Work, morning 26/11. A co-worker asks me to take over her project. I really do not want to, but I also sympathize with her situation, and end up agreeing to it. It involves giving a lecture in front of 200 people within a few days. I still haven't started preparing. Feel a bit like a victim for having taken on this task. Feel overwhelmed, and stressed about not having enough time to prepare, about doing a bad job, about being unable to answer questions etc. I procrastinate even thinking about this and still haven't started the preparation.
Work, morning 27/11. Working on a simple project. As I am working I realize the project is more complicated and time consuming then I originally thought. I feel overwhelmed and frustrated. As some kind of reflex, I open up my email and facebook. I procrastinated for about 10-15 minutes, but then forced myself to get back to the task.
Work, afternoon 27/11. I finally get back to my important project that has been neglected for a while. There is no fixed deadline, but I feel like this project should have been finished months ago. It involves finishing up a research project and sending it out for publication. I am really reluctant to finish this up, as I am afraid that it has mistakes, or that it will not be perceived well. At the same time I am irritated at my self that I haven't gotten this project out of the way sooner. As to justification, I feel like I never have time to work on the project and finish it up, but I am still very much aware of that lack of time is not the main problem here.

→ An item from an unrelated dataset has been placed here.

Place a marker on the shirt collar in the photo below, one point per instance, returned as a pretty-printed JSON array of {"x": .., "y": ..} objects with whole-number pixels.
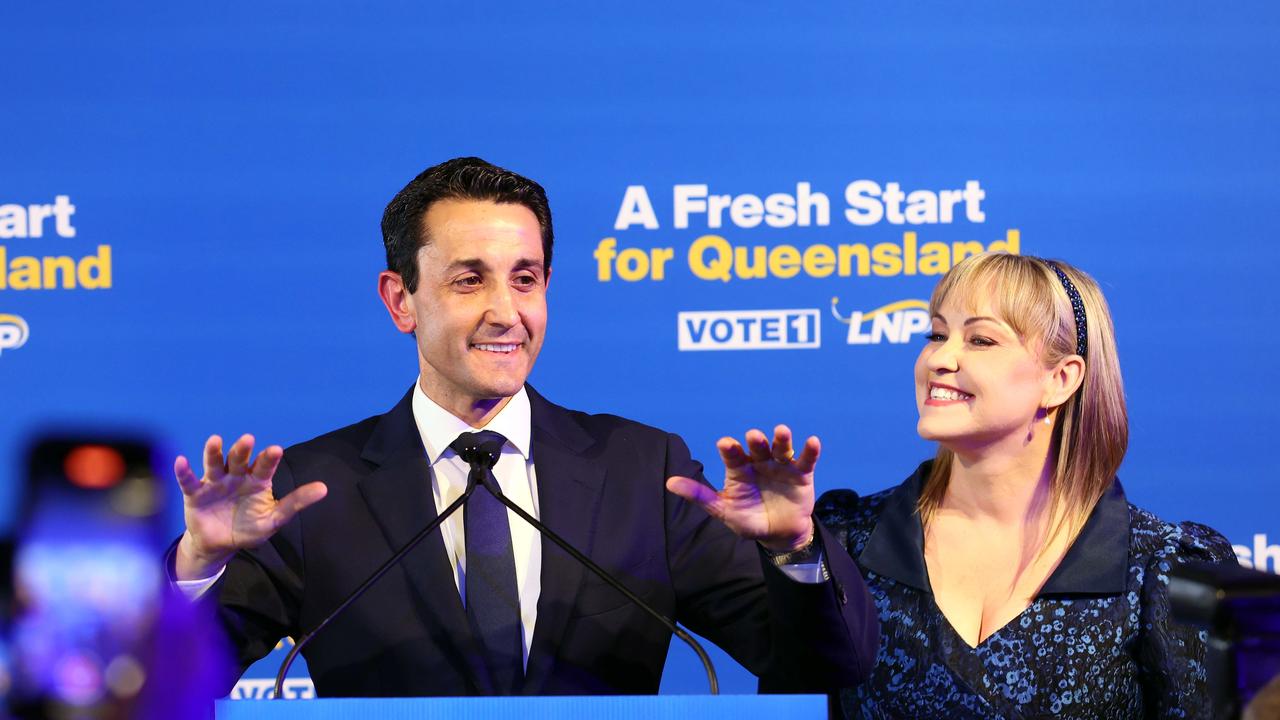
[
  {"x": 439, "y": 427},
  {"x": 1097, "y": 563}
]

Home, evening 27/11. I look at the boxes in my living room. Simplifying the children's room a few weeks ago left me with 4 boxes full of toys that I am not sure what to do with. It feels wasteful to throw them out, I want to give them away but I don't know who would take toys for charity. Then I feel overwhelmed about the task of figuring that out, and about getting the boxes somewhere else. I am also concerned that my kids will actually miss some of the toys, and I will have to explain to them that I gave them away. I should probably involve them in the process....but that too is overwhelming. I am frustrated at myself, my indecisivness and my tendency to drag project like these on forever.
Work, morning 28/11. Need to start on a task that I expect to be both boring and time-consuming. For a moment I get caught in the victim role, I think about what I "have to do" and what I "should be doing." I check email and fb for 10-15 minutes. Then I shake it off, and think to myself "I choose to start on this now, and get it over with as soon as possible," and I make a commitment to myself to work on it for at least 30 minutes. The task ends up being less boring and less time consuming than I expected it to be.